Groups anomalies across different dimensions.

The algorithm detection and alert filter will provide backward-compatibility to existing anomaly function interface.

For each stage, we provides interfaces so that they can be pluggable. User can provide any kind of business logic to customized the logic of each stage. The details of the interfaces are listed in this page: Detection pipeline interfaces.

Pros of this pipeline:

  • Users can defines inclusion rules to detect anomalies.
  • Users won’t receive the anomalies they explicitly filtered out if they set up the exclusion rule-based filter.
  • For each dimension, users won’t see duplicated anomalies generated by algorithm & rule pipeline for any time range, since they are merged based on time.

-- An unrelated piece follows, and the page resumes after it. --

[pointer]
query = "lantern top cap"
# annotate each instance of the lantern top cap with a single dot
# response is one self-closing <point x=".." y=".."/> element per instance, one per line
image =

Alternative Pipeline flow designs:

https://user-images.githubusercontent.com/4448437/88265408-4b568e80-cc82-11ea-83e7-a833663a68ed.png

Pros of this pipeline:

  • Users can defines inclusion rules to detect anomalies.
  • Users won’t receive the anomalies they explicitly filtered out if they set up the exclusion rule-based filter.
  • Users won’t see duplicated anomalies generated by algorithm & rule pipeline, since they are merged based on time.

Cons of this pipeline:

  • The algorithm alert filter might filter out the anomalies generated by user specified rules, i.e. users could miss anomalies they want to see.
https://user-images.githubusercontent.com/4448437/88265411-4e517f00-cc82-11ea-947a-04bee30ca08c.png

Pros of this pipeline:

  • Users can defines inclusion rules to detect anomalies.
  • Users won’t see duplicated anomalies generated by algorithm & rule pipeline, since they are merged based on time.

Cons of this pipeline:

  • Users will still see the anomaly they set rules to explicitly filter out. Because the anomalies generated by algorithm detection pipeline does not filtered by user’s exclusion rule.

As discussed above, we recommend to use the first discussed design as default. The detection framework itself still has the flexibility of executing different type of flows if this is needed later.

Merging logic

Merging happens either when merging anomalies within a rule/algorithm detection flow or merge anomalies generated by different flows. Merger’s behavior is slightly different in these two conditions.

Merging only rule-detected anomalies or rule-detected anomalies

Do time-based merging only. Do not keep anomalies before merging.

Merging both rule-detected anomalies and algorithm-detected anomalies

There will be 3 cases when merging two anomalies:

https://user-images.githubusercontent.com/4448437/88265414-501b4280-cc82-11ea-904e-83fd54e3a157.png

Solution to case 2:

1. Merge all time intervals in both anomalies.

In this example, will send A-D as the anomaly.

Pros:

  • Users will not receive duplicated anomaly for any specific range.
  • Improves the recall.

Cons:

  • Users will receive an extended anomaly range. More period to investigate
2. Only classify as an anomaly for the overlapped interval.

In this example, will send C-B as the anomaly.

Pros:

  • User will not receive duplicated anomaly for any specific range.
  • Improved the precision. The anomaly range is shortened. User has less period to investigate.

Cons:

  • User could miss the anomaly period he explicitly set rule to detect. Because the merger might chop off the anomaly period. Reduce the recall.
3. Don’t merge, send two anomalies.

In this example, will send A-B and C-D as two anomalies.

Pros:

  • Improves the recall

Cons:

  • User will receive duplicated anomaly for a specific time range, in this example for C-B.
  • User has more workload to investigate because of more anomalies

As discuss above, we set merger to behave like solution 1 by default, i.e, merger merges the time period. The merger will keep the anomalies before merging as the child anomalies. This allows tracing back to the anomalies generated by different algorithms/rules.